Alain has had eight months to plan out the lies he would tell the Shipbroker. He notes the man’s tightly cinched pants, the folds of empty cloth, the artfully concealed beginnings of hunger.

He hesitates, then tells the truth.

Alain had been a year at sea when he realized he was in love with the Assistant Navigator on the shift before him.

It wasn’t true love, he told himself for a long time. His only interactions with Kiln were brief groggy exchanges at the shift change, when he took over her duties. It was her notes in the log that entranced him. Her navigation included intuitive leaps that troubled his mind as he rolled in his bunk long after the end of his shift.

In poor weather, when celestial readings were notoriously unreliable, she recorded streams of information that coalesced into astonishing deductions of their position and heading. He wanted to ask her—why did a rise in salinity compel you to suggest a course correction two degrees south? What possible use are you making of an inventory of the ship’s nails?

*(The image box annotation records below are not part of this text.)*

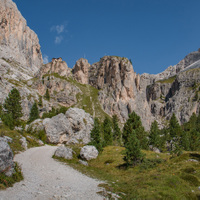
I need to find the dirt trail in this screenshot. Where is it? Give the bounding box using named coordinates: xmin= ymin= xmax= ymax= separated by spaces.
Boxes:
xmin=0 ymin=146 xmax=103 ymax=200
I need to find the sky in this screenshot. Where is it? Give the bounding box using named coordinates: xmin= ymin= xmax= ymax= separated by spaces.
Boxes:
xmin=13 ymin=0 xmax=200 ymax=74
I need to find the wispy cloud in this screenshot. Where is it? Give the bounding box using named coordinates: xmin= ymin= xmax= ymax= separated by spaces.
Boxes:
xmin=50 ymin=22 xmax=68 ymax=44
xmin=43 ymin=54 xmax=49 ymax=64
xmin=50 ymin=24 xmax=66 ymax=34
xmin=54 ymin=35 xmax=63 ymax=44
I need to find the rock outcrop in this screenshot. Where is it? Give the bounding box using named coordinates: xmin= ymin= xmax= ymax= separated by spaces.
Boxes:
xmin=0 ymin=137 xmax=14 ymax=176
xmin=72 ymin=58 xmax=90 ymax=84
xmin=43 ymin=108 xmax=94 ymax=144
xmin=37 ymin=58 xmax=71 ymax=79
xmin=89 ymin=56 xmax=153 ymax=128
xmin=0 ymin=0 xmax=43 ymax=75
xmin=54 ymin=146 xmax=73 ymax=160
xmin=80 ymin=145 xmax=99 ymax=161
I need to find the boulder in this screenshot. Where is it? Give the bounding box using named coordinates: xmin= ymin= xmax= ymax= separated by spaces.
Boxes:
xmin=43 ymin=113 xmax=72 ymax=144
xmin=3 ymin=136 xmax=13 ymax=143
xmin=80 ymin=145 xmax=99 ymax=160
xmin=78 ymin=160 xmax=88 ymax=166
xmin=25 ymin=119 xmax=44 ymax=132
xmin=20 ymin=137 xmax=28 ymax=150
xmin=54 ymin=146 xmax=73 ymax=160
xmin=0 ymin=137 xmax=14 ymax=176
xmin=43 ymin=108 xmax=94 ymax=144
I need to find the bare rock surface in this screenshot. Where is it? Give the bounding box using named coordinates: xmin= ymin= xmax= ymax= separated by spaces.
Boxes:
xmin=0 ymin=0 xmax=43 ymax=75
xmin=43 ymin=108 xmax=94 ymax=144
xmin=72 ymin=58 xmax=90 ymax=84
xmin=80 ymin=145 xmax=99 ymax=160
xmin=0 ymin=146 xmax=103 ymax=200
xmin=54 ymin=146 xmax=73 ymax=160
xmin=37 ymin=58 xmax=71 ymax=78
xmin=0 ymin=137 xmax=14 ymax=176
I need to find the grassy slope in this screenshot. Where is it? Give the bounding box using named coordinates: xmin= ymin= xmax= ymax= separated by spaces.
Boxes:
xmin=0 ymin=125 xmax=38 ymax=190
xmin=54 ymin=146 xmax=200 ymax=199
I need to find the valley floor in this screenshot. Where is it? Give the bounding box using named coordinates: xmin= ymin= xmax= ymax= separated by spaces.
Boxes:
xmin=0 ymin=145 xmax=103 ymax=200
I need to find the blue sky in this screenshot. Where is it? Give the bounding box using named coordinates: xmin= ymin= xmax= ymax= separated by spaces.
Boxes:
xmin=14 ymin=0 xmax=200 ymax=74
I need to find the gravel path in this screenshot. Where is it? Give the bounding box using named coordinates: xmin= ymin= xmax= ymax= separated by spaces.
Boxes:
xmin=0 ymin=146 xmax=103 ymax=200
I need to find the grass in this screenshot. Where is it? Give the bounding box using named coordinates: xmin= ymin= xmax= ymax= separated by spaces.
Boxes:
xmin=0 ymin=163 xmax=23 ymax=190
xmin=0 ymin=125 xmax=39 ymax=154
xmin=54 ymin=146 xmax=200 ymax=199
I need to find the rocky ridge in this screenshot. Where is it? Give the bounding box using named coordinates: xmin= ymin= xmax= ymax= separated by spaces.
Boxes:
xmin=0 ymin=0 xmax=43 ymax=75
xmin=0 ymin=0 xmax=200 ymax=130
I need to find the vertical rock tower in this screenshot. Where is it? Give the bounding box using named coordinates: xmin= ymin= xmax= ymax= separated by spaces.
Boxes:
xmin=0 ymin=0 xmax=43 ymax=74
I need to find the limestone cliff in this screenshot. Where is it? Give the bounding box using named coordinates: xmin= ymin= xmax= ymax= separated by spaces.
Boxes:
xmin=37 ymin=58 xmax=71 ymax=78
xmin=0 ymin=0 xmax=43 ymax=75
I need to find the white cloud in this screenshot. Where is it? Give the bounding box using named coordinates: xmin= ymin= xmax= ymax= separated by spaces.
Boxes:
xmin=54 ymin=35 xmax=63 ymax=44
xmin=50 ymin=23 xmax=67 ymax=34
xmin=43 ymin=54 xmax=49 ymax=64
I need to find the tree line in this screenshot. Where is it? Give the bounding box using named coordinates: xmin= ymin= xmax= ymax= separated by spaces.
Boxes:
xmin=0 ymin=88 xmax=200 ymax=166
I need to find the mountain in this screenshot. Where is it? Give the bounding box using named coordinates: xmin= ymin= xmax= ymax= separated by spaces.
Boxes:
xmin=0 ymin=0 xmax=200 ymax=130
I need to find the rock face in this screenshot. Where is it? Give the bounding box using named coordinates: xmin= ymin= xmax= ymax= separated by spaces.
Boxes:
xmin=89 ymin=56 xmax=152 ymax=128
xmin=37 ymin=58 xmax=71 ymax=78
xmin=0 ymin=0 xmax=43 ymax=74
xmin=0 ymin=137 xmax=14 ymax=176
xmin=43 ymin=108 xmax=94 ymax=144
xmin=54 ymin=146 xmax=73 ymax=160
xmin=72 ymin=58 xmax=90 ymax=84
xmin=80 ymin=145 xmax=99 ymax=160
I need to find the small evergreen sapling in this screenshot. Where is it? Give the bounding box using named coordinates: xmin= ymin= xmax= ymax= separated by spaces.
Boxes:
xmin=112 ymin=115 xmax=122 ymax=145
xmin=29 ymin=102 xmax=40 ymax=122
xmin=149 ymin=121 xmax=160 ymax=148
xmin=3 ymin=88 xmax=23 ymax=125
xmin=103 ymin=116 xmax=113 ymax=146
xmin=124 ymin=130 xmax=144 ymax=166
xmin=90 ymin=118 xmax=103 ymax=152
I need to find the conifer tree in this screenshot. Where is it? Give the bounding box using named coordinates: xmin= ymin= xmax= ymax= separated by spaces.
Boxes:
xmin=149 ymin=120 xmax=160 ymax=148
xmin=103 ymin=116 xmax=113 ymax=146
xmin=169 ymin=113 xmax=181 ymax=139
xmin=3 ymin=88 xmax=23 ymax=125
xmin=90 ymin=118 xmax=103 ymax=152
xmin=112 ymin=115 xmax=122 ymax=145
xmin=124 ymin=130 xmax=144 ymax=166
xmin=29 ymin=102 xmax=40 ymax=122
xmin=38 ymin=96 xmax=43 ymax=107
xmin=45 ymin=89 xmax=50 ymax=101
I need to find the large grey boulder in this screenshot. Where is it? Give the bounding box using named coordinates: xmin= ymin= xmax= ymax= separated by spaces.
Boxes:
xmin=80 ymin=145 xmax=99 ymax=160
xmin=43 ymin=113 xmax=72 ymax=144
xmin=43 ymin=108 xmax=94 ymax=144
xmin=54 ymin=146 xmax=73 ymax=160
xmin=25 ymin=119 xmax=44 ymax=132
xmin=0 ymin=137 xmax=14 ymax=176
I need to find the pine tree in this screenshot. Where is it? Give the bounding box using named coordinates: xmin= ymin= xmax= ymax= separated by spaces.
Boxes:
xmin=190 ymin=128 xmax=200 ymax=151
xmin=124 ymin=130 xmax=144 ymax=166
xmin=169 ymin=113 xmax=181 ymax=139
xmin=112 ymin=115 xmax=122 ymax=145
xmin=45 ymin=89 xmax=50 ymax=101
xmin=3 ymin=88 xmax=23 ymax=125
xmin=29 ymin=102 xmax=40 ymax=122
xmin=38 ymin=96 xmax=43 ymax=107
xmin=149 ymin=120 xmax=160 ymax=148
xmin=90 ymin=118 xmax=103 ymax=152
xmin=103 ymin=116 xmax=113 ymax=146
xmin=122 ymin=112 xmax=148 ymax=149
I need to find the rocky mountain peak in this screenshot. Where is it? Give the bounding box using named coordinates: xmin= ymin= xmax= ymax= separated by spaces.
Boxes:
xmin=72 ymin=58 xmax=90 ymax=84
xmin=0 ymin=0 xmax=43 ymax=75
xmin=37 ymin=58 xmax=71 ymax=78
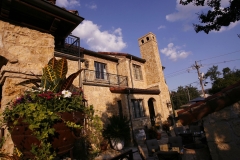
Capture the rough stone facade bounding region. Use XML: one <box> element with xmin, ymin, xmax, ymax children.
<box><xmin>138</xmin><ymin>32</ymin><xmax>173</xmax><ymax>118</ymax></box>
<box><xmin>203</xmin><ymin>101</ymin><xmax>240</xmax><ymax>160</ymax></box>
<box><xmin>0</xmin><ymin>21</ymin><xmax>54</xmax><ymax>151</ymax></box>
<box><xmin>74</xmin><ymin>33</ymin><xmax>172</xmax><ymax>128</ymax></box>
<box><xmin>0</xmin><ymin>21</ymin><xmax>171</xmax><ymax>152</ymax></box>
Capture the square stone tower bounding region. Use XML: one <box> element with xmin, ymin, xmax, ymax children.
<box><xmin>138</xmin><ymin>32</ymin><xmax>172</xmax><ymax>118</ymax></box>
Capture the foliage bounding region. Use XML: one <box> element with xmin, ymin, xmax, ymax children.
<box><xmin>3</xmin><ymin>58</ymin><xmax>85</xmax><ymax>160</ymax></box>
<box><xmin>103</xmin><ymin>115</ymin><xmax>130</xmax><ymax>140</ymax></box>
<box><xmin>73</xmin><ymin>109</ymin><xmax>103</xmax><ymax>160</ymax></box>
<box><xmin>205</xmin><ymin>66</ymin><xmax>240</xmax><ymax>94</ymax></box>
<box><xmin>171</xmin><ymin>85</ymin><xmax>200</xmax><ymax>109</ymax></box>
<box><xmin>180</xmin><ymin>0</ymin><xmax>240</xmax><ymax>34</ymax></box>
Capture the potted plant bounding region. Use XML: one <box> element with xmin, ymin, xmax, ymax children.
<box><xmin>103</xmin><ymin>115</ymin><xmax>130</xmax><ymax>150</ymax></box>
<box><xmin>3</xmin><ymin>57</ymin><xmax>88</xmax><ymax>160</ymax></box>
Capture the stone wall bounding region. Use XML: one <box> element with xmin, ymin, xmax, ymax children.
<box><xmin>203</xmin><ymin>101</ymin><xmax>240</xmax><ymax>160</ymax></box>
<box><xmin>0</xmin><ymin>21</ymin><xmax>54</xmax><ymax>153</ymax></box>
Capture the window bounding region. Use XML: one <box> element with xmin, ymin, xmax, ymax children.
<box><xmin>117</xmin><ymin>100</ymin><xmax>123</xmax><ymax>117</ymax></box>
<box><xmin>132</xmin><ymin>99</ymin><xmax>145</xmax><ymax>118</ymax></box>
<box><xmin>133</xmin><ymin>64</ymin><xmax>142</xmax><ymax>80</ymax></box>
<box><xmin>94</xmin><ymin>62</ymin><xmax>107</xmax><ymax>79</ymax></box>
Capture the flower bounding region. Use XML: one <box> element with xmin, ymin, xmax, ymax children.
<box><xmin>62</xmin><ymin>90</ymin><xmax>72</xmax><ymax>98</ymax></box>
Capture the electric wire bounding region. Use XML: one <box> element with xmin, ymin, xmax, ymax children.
<box><xmin>197</xmin><ymin>50</ymin><xmax>240</xmax><ymax>62</ymax></box>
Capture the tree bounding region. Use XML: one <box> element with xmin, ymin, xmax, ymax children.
<box><xmin>180</xmin><ymin>0</ymin><xmax>240</xmax><ymax>34</ymax></box>
<box><xmin>205</xmin><ymin>66</ymin><xmax>240</xmax><ymax>94</ymax></box>
<box><xmin>171</xmin><ymin>85</ymin><xmax>200</xmax><ymax>109</ymax></box>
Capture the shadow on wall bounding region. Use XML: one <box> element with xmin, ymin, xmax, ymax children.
<box><xmin>204</xmin><ymin>102</ymin><xmax>240</xmax><ymax>160</ymax></box>
<box><xmin>0</xmin><ymin>56</ymin><xmax>8</xmax><ymax>70</ymax></box>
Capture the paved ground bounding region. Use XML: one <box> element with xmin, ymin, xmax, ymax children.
<box><xmin>95</xmin><ymin>132</ymin><xmax>168</xmax><ymax>160</ymax></box>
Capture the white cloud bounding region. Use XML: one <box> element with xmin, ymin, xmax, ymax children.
<box><xmin>160</xmin><ymin>43</ymin><xmax>191</xmax><ymax>61</ymax></box>
<box><xmin>166</xmin><ymin>0</ymin><xmax>207</xmax><ymax>22</ymax></box>
<box><xmin>158</xmin><ymin>25</ymin><xmax>166</xmax><ymax>29</ymax></box>
<box><xmin>56</xmin><ymin>0</ymin><xmax>80</xmax><ymax>8</ymax></box>
<box><xmin>213</xmin><ymin>21</ymin><xmax>240</xmax><ymax>33</ymax></box>
<box><xmin>166</xmin><ymin>0</ymin><xmax>239</xmax><ymax>32</ymax></box>
<box><xmin>86</xmin><ymin>4</ymin><xmax>97</xmax><ymax>9</ymax></box>
<box><xmin>73</xmin><ymin>20</ymin><xmax>127</xmax><ymax>52</ymax></box>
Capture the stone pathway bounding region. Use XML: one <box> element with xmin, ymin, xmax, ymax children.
<box><xmin>94</xmin><ymin>132</ymin><xmax>168</xmax><ymax>160</ymax></box>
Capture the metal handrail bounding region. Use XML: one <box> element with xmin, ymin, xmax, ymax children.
<box><xmin>83</xmin><ymin>69</ymin><xmax>128</xmax><ymax>86</ymax></box>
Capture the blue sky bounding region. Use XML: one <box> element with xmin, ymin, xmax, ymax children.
<box><xmin>57</xmin><ymin>0</ymin><xmax>240</xmax><ymax>90</ymax></box>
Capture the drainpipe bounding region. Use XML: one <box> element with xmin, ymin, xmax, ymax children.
<box><xmin>78</xmin><ymin>38</ymin><xmax>82</xmax><ymax>88</ymax></box>
<box><xmin>116</xmin><ymin>60</ymin><xmax>120</xmax><ymax>86</ymax></box>
<box><xmin>129</xmin><ymin>56</ymin><xmax>133</xmax><ymax>88</ymax></box>
<box><xmin>127</xmin><ymin>89</ymin><xmax>135</xmax><ymax>145</ymax></box>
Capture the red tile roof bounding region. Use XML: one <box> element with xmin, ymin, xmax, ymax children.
<box><xmin>178</xmin><ymin>81</ymin><xmax>240</xmax><ymax>125</ymax></box>
<box><xmin>98</xmin><ymin>52</ymin><xmax>146</xmax><ymax>63</ymax></box>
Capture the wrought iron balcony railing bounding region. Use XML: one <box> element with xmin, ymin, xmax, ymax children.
<box><xmin>83</xmin><ymin>69</ymin><xmax>128</xmax><ymax>86</ymax></box>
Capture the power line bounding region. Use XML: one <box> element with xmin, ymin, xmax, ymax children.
<box><xmin>203</xmin><ymin>59</ymin><xmax>240</xmax><ymax>66</ymax></box>
<box><xmin>165</xmin><ymin>59</ymin><xmax>240</xmax><ymax>79</ymax></box>
<box><xmin>197</xmin><ymin>50</ymin><xmax>240</xmax><ymax>62</ymax></box>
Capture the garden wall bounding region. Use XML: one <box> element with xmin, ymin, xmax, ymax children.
<box><xmin>204</xmin><ymin>101</ymin><xmax>240</xmax><ymax>160</ymax></box>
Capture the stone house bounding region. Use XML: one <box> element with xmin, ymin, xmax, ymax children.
<box><xmin>0</xmin><ymin>0</ymin><xmax>172</xmax><ymax>150</ymax></box>
<box><xmin>71</xmin><ymin>33</ymin><xmax>172</xmax><ymax>128</ymax></box>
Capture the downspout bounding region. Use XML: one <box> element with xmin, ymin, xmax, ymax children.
<box><xmin>116</xmin><ymin>60</ymin><xmax>120</xmax><ymax>86</ymax></box>
<box><xmin>127</xmin><ymin>89</ymin><xmax>135</xmax><ymax>143</ymax></box>
<box><xmin>129</xmin><ymin>56</ymin><xmax>134</xmax><ymax>88</ymax></box>
<box><xmin>78</xmin><ymin>38</ymin><xmax>82</xmax><ymax>88</ymax></box>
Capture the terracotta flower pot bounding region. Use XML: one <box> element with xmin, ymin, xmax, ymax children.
<box><xmin>8</xmin><ymin>112</ymin><xmax>84</xmax><ymax>158</ymax></box>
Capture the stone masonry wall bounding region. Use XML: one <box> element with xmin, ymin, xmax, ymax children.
<box><xmin>204</xmin><ymin>101</ymin><xmax>240</xmax><ymax>160</ymax></box>
<box><xmin>0</xmin><ymin>21</ymin><xmax>54</xmax><ymax>153</ymax></box>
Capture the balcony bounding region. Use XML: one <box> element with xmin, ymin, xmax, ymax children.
<box><xmin>83</xmin><ymin>69</ymin><xmax>128</xmax><ymax>87</ymax></box>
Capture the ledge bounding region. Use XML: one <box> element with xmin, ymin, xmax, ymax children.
<box><xmin>0</xmin><ymin>0</ymin><xmax>84</xmax><ymax>39</ymax></box>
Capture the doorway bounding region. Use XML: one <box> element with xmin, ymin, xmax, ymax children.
<box><xmin>148</xmin><ymin>98</ymin><xmax>156</xmax><ymax>126</ymax></box>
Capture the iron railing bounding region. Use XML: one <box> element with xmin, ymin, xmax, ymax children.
<box><xmin>83</xmin><ymin>69</ymin><xmax>128</xmax><ymax>86</ymax></box>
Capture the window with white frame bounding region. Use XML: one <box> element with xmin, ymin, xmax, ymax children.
<box><xmin>131</xmin><ymin>99</ymin><xmax>145</xmax><ymax>118</ymax></box>
<box><xmin>133</xmin><ymin>64</ymin><xmax>143</xmax><ymax>80</ymax></box>
<box><xmin>94</xmin><ymin>62</ymin><xmax>107</xmax><ymax>79</ymax></box>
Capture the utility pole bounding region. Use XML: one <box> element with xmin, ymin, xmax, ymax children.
<box><xmin>193</xmin><ymin>61</ymin><xmax>206</xmax><ymax>98</ymax></box>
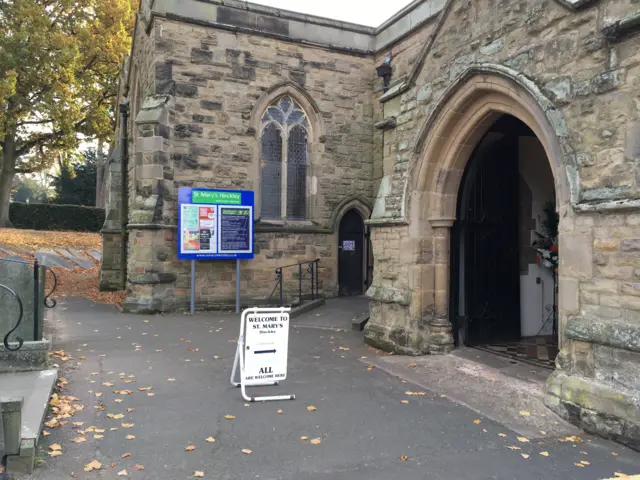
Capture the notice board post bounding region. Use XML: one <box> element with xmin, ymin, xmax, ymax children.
<box><xmin>178</xmin><ymin>188</ymin><xmax>254</xmax><ymax>313</ymax></box>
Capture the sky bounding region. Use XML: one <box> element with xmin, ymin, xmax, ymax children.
<box><xmin>245</xmin><ymin>0</ymin><xmax>413</xmax><ymax>27</ymax></box>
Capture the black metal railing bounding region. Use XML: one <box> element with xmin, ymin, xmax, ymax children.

So he broke an unspoken rule, and asked. Not face-to-face, under the stern countenance of the Head Navigator at shift change, but in the log. He wrote short notes in the margins of her entries, which she at times answered in the margins of his. The first-shift Assistant Navigator must have read these exchanges but never contributed to them. Alain guessed that the man hated them both for complicating his workspace.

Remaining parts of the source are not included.